My entire body is in pain.My muscles are aching like they have never before,I'm exhausted,my limbs are threatening to break.I have never felt this much pain in my entire life ,yet I have never been so happy ,so free.
I don't want to open my eyes ,I know that if I do ,I have to get up and then the earth will swallow me,and then I have to wake up and face reality.
I shut my eyes as tightly as I can ,but the open up anyway,and then I automatically stand up but this time ,when the earth shakes beneath my feet ,I don't try to run away,I have to be brave,I have to face reality .
A hole opens up and I jump ,but I don't fall;a pair of arms wrap around my waist and hold me back.This has never happened before,I turn around to see who it is.I turn around the arms still around me and I face a boy about my age ,or maybe a little older ; a couple of inches taller than I am.He pulls me away from the hole and we both sit on the ground.
"Well,that was close."he says
"Yeah" i smile.
He smiles back.He has dark messy hair ,like he doesn't care about his appearance.His eyes are the same shade of green as his shirt .He has a strong jawline and handsome features. He is good looking,better looking than all of the guys at my school.The girls at my school would all go head over heels for him.Not me.
"Who are you?" I ask.
"That is an extremely difficult question ." he replies.
"What's so difficult about that?" I ask puzzeled.
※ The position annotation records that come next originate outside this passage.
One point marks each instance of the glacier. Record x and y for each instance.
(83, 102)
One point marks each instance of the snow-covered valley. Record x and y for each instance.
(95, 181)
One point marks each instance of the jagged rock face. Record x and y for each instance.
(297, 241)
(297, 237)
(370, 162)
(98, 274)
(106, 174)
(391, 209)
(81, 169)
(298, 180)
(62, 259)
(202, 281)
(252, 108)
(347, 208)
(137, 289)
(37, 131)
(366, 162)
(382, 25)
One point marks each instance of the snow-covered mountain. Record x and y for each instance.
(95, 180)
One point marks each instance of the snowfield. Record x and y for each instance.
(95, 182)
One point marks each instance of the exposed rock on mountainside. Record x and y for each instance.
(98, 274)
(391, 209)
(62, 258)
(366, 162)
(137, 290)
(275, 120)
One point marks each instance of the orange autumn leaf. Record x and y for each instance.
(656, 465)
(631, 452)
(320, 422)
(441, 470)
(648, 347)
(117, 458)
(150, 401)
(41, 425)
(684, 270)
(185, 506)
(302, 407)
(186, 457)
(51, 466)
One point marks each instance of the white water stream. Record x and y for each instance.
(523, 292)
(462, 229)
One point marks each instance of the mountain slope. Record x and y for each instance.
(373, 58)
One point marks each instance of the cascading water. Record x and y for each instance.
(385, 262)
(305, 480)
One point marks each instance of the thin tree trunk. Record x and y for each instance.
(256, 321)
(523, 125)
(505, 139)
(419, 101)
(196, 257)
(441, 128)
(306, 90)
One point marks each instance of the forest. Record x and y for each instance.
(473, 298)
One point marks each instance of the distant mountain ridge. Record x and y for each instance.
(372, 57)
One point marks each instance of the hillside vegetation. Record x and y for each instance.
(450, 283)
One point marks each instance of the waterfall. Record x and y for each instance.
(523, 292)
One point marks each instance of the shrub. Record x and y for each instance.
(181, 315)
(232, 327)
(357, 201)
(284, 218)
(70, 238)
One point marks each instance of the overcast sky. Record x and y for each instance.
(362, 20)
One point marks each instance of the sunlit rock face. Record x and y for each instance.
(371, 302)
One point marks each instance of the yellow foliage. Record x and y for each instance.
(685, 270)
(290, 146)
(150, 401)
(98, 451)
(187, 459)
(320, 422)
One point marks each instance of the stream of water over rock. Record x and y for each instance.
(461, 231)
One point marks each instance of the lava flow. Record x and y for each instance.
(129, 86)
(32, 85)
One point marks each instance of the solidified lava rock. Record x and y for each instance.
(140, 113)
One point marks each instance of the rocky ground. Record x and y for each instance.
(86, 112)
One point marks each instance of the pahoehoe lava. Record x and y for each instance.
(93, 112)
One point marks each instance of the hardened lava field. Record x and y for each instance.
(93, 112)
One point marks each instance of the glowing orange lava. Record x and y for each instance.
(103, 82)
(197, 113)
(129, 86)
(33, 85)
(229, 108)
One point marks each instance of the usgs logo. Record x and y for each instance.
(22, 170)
"Okay, if it is easy then you tell me, who are you?"
"I am Autumn,Autumn R. Isabella Anderson"
" And what does the R stand for?"
"I don't know ,I never bothered to ask.I know Isabella is my mother's name and that Anderson is my surname, so I figure the R is just the name of a relative far away."
He laughs .I get annoyed ,what is so funny?
"Um..What is there to laugh about?"
"Well ,you don't even know what your name means .And I didn't ask for your name. I want to know who you are."
"I just told you, I'm Autu-"
I am interrupted .
"I don't want to know your name ,I want to who you really are. So tell me Autumn, Who are you?"
I suddenly feel dumb ,who am I?
I search for the answer inside ,I retrace my life and try to find out who I am.As far as I know ,I am me,just me. Who am I ? Who am I?
"I have no idea"
"See that is infact a difficult question."
I look at him and he looks at me. Then his smile changes,as if he remembered something, he searches his pockets and takes out someting shiny .Its a plain silver necklace with a rectangular pendent ,something is written on it.
I ask him if I can take a closer look ; ARIA.
ARIA, is written on it.
"Who is Aria?" I ask him ,not taking me eyes off the necklace.
"You figure it out, you are a smart girl.Think , doesn't it mean something to you?"
I do think.
"Wait, A for Autumn ,R for well R,I for Isabella and A for Anderson....Those are my initials ......Thats me,that's my name!"
I look at him ,and he just smiles .He takes the necklace from my hand looks at it . Then he puts it on my neck and smiles ,looking at me like no one has ever looked at me before.
" That ought to keep you safe..you know from falling and letting the earth eat you up"
I laugh.
"Goodbye Autumn."
"What ?"
My eyes are suddenly heavy and I cannot keep them open ,I feel sleepy and and then everything goes black;again.

When I open them again , I see the familiar ceiling and walls .I look at the time, 3:04 ,thats strange.